Every batch starts from a simple act: listening to the complaints and ideas from partners farther down the supply chain. Capsule fillers challenge us with issues arising from unexpected sediment, while beverage creators highlight flavor drift. Our technical team keeps open lines for feedback, reviewing pain points and course-correcting for mesh size, moisture, and carrier content as new equipment or global export barriers arise.
A big challenge remains harvest variability. No two seasons look the same, and wild price swings for Panax notoginseng drive both deliberate fraud and accidental stockmismatches. To navigate these hazards, our procurement links real field audits to digital QR traceability, verifying where each root started and how it entered the extraction stream. It means greater up-front cost and time, but those records mean less downtime during customer or regulatory audits. We discovered early that accountability—total traceability for every drum—costs less than patchwork fixes later.

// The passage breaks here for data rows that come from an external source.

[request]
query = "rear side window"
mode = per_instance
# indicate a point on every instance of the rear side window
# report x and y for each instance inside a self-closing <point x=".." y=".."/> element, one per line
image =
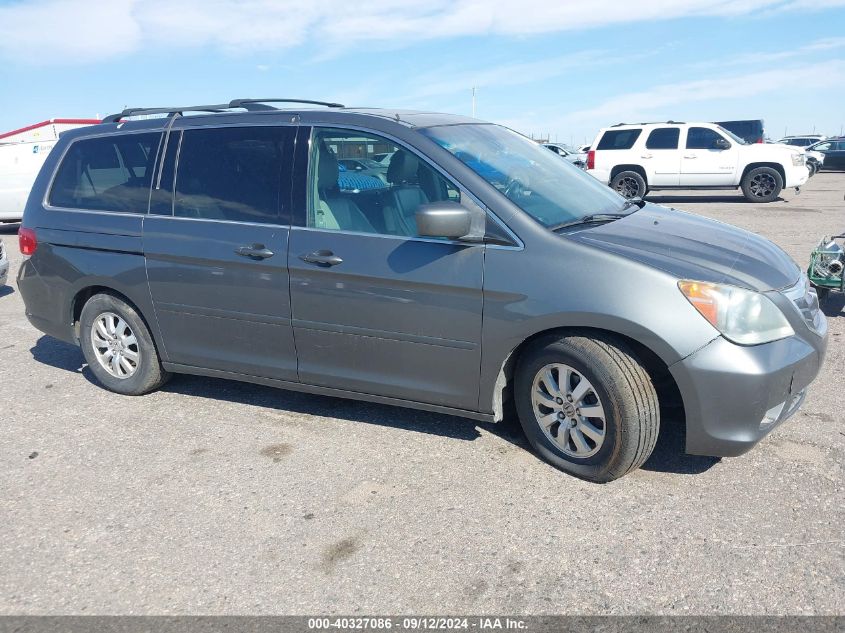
<point x="702" y="138"/>
<point x="619" y="139"/>
<point x="234" y="174"/>
<point x="663" y="138"/>
<point x="112" y="173"/>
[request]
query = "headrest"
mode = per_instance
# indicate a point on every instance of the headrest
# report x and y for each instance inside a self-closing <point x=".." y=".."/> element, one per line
<point x="327" y="170"/>
<point x="403" y="168"/>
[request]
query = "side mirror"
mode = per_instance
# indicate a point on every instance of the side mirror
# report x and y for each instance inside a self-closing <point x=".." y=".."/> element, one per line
<point x="450" y="220"/>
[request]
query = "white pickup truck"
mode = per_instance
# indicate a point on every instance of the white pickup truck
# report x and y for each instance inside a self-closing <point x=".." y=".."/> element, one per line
<point x="637" y="158"/>
<point x="22" y="152"/>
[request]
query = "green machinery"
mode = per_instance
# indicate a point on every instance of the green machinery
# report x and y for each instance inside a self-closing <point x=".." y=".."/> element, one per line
<point x="827" y="263"/>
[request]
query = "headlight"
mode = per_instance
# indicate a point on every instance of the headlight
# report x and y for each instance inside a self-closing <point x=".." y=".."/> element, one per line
<point x="743" y="316"/>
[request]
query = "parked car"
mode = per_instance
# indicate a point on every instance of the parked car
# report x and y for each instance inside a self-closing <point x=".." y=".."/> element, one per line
<point x="489" y="271"/>
<point x="815" y="160"/>
<point x="801" y="141"/>
<point x="4" y="265"/>
<point x="579" y="160"/>
<point x="636" y="159"/>
<point x="833" y="150"/>
<point x="750" y="131"/>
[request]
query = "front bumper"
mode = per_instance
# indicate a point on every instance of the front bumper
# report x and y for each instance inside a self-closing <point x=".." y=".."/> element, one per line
<point x="735" y="395"/>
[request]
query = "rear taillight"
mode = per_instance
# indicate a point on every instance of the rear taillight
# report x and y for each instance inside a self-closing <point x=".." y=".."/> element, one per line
<point x="27" y="241"/>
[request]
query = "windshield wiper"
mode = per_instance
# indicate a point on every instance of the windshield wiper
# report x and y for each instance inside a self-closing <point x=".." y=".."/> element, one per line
<point x="630" y="202"/>
<point x="594" y="218"/>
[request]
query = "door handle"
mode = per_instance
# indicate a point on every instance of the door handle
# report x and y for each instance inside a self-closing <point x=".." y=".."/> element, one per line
<point x="255" y="251"/>
<point x="322" y="258"/>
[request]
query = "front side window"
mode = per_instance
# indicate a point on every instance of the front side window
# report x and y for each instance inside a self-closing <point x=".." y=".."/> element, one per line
<point x="550" y="190"/>
<point x="702" y="138"/>
<point x="352" y="191"/>
<point x="111" y="173"/>
<point x="619" y="139"/>
<point x="663" y="138"/>
<point x="234" y="174"/>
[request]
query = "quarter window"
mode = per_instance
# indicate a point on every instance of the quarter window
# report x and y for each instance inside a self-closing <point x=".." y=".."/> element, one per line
<point x="702" y="138"/>
<point x="663" y="138"/>
<point x="619" y="139"/>
<point x="233" y="174"/>
<point x="351" y="191"/>
<point x="111" y="173"/>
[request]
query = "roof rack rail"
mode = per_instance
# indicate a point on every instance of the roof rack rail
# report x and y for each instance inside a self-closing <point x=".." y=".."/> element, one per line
<point x="114" y="118"/>
<point x="250" y="104"/>
<point x="670" y="122"/>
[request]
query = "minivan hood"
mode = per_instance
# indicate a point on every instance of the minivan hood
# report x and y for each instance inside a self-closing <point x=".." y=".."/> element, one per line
<point x="692" y="247"/>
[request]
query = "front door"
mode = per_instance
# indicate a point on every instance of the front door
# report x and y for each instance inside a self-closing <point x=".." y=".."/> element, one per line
<point x="661" y="158"/>
<point x="376" y="308"/>
<point x="216" y="246"/>
<point x="704" y="163"/>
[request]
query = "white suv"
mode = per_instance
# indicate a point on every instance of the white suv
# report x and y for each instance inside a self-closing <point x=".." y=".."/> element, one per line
<point x="634" y="159"/>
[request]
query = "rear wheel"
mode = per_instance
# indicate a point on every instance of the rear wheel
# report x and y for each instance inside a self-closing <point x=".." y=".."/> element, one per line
<point x="118" y="347"/>
<point x="629" y="184"/>
<point x="587" y="406"/>
<point x="762" y="184"/>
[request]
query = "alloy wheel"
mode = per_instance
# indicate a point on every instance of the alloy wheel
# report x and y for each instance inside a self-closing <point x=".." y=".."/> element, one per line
<point x="762" y="185"/>
<point x="115" y="345"/>
<point x="568" y="410"/>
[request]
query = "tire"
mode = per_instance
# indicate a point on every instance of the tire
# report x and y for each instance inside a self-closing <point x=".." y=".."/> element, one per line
<point x="762" y="184"/>
<point x="114" y="327"/>
<point x="629" y="184"/>
<point x="616" y="382"/>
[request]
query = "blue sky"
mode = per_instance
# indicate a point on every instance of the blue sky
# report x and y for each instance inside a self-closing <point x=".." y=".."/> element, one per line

Documentation isn’t just ticking boxes. Factories positioned for long-term success see batch release as more than a formality; it’s about confidence in every customer’s project. Release teams verify everything before powder leaves our floor, knowing that the downstream user’s production lines, regulatory approvals, and consumer confidence ride on that single shipment. The work runs quietly behind the scenes, but product recalls are loud and costly.
No extract or factory will ever achieve perfection. With notoginseng triterpenes, though, the right team with the right technical perspective keeps moving closer—reducing batch-on-batch deviation, lowering contamination risk, and building finished products that live up to their claims. The next generation of finished supplements, TCM blends, and even clinical materials will only intensify demand for clean, reproducible, and fraud-resistant extracts.
It’s easy for outside eyes to see a list of parameters or an HPLC sheet and conclude that everything critical is covered. The true differentiator comes in lived experience—not just promises on paper. Knowing which mistakes to avoid, which partners to trust, and which process adjustments truly deliver stable saponin ratios took years of hard lessons. Manufacturers at the start of the chain, who invest in all the invisible checks, set their downstream partners up for real commercial and regulatory success.
We continue investing, learning, validating and adapting. Demands from brands and regulators keep tightening, but the foundation for notoginseng triterpenes remains set at the production level—where roots, chemistry, and close attention meet. Staying tuned to customer needs, market moves, and scientific advances keeps every batch closer to what real-world formulators and consumers want, and keeps our reputation as a real manufacturer—never just a name on a bag.